To understand the mechanisms driving the population dynamics of pollinators, the research team will develop technologies for deeply embedded hardware/software learning systems capable of remote, long term, autonomous operation; and will analyze the resulting new data to better understand pollinator activity.
Plant-pollinator interactions are key promoters of terrestrial biodiversity and crucial for our society’s food security. Insect pollination directly affects the yield and quality of 75% of globally important crop types and annually contributes $235–$577 billion in food production. Several stressors including habitat deterioration, diseases, species invasions, climate change, and pesticides are producing a rapid worldwide pollinator decline; U.S. beehives have decreased by 50% in the past 50 years and flying insects in German nature reserves have decreased by 75% in the past 25 years. The goal of this project is to discover the mechanisms responsible for the function and persistence of pollination systems. Furthermore, beekeepers, growers and land managers need information and technology to help them modify their practices to mitigate stressors and support pollinator health.
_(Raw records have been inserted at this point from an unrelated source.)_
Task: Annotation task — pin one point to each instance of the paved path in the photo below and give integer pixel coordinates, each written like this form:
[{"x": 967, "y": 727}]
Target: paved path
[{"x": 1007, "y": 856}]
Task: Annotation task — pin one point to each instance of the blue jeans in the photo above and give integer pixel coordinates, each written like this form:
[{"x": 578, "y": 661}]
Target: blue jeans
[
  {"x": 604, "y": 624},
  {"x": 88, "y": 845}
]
The project will make contributions in the areas of energy-efficient un- and semi-supervised machine learning algorithm design for resource-constrained distributed wireless sensing systems, automated on-line adaption of features to current environmental conditions without losing the use of prior machine learning training state, evaluation of a multi-field based approach to representing and carrying out non-linear classification on concurrent audio signals and of techniques for compressing the field representations to enable faster and more energy efficient execution/classification, combining the machine learning process with the automated generation of lossy and lossless compression algorithms tailored to the data, study of the space- and time-dependent diversity and behavior of pollinators, and (6) field data gathering in pollination systems unachievable by traditional sampling methods (e.g. time series of pollinators’ visits to an individual plant, visitation rates of pollinators over time under different background of flowering-plant diversity).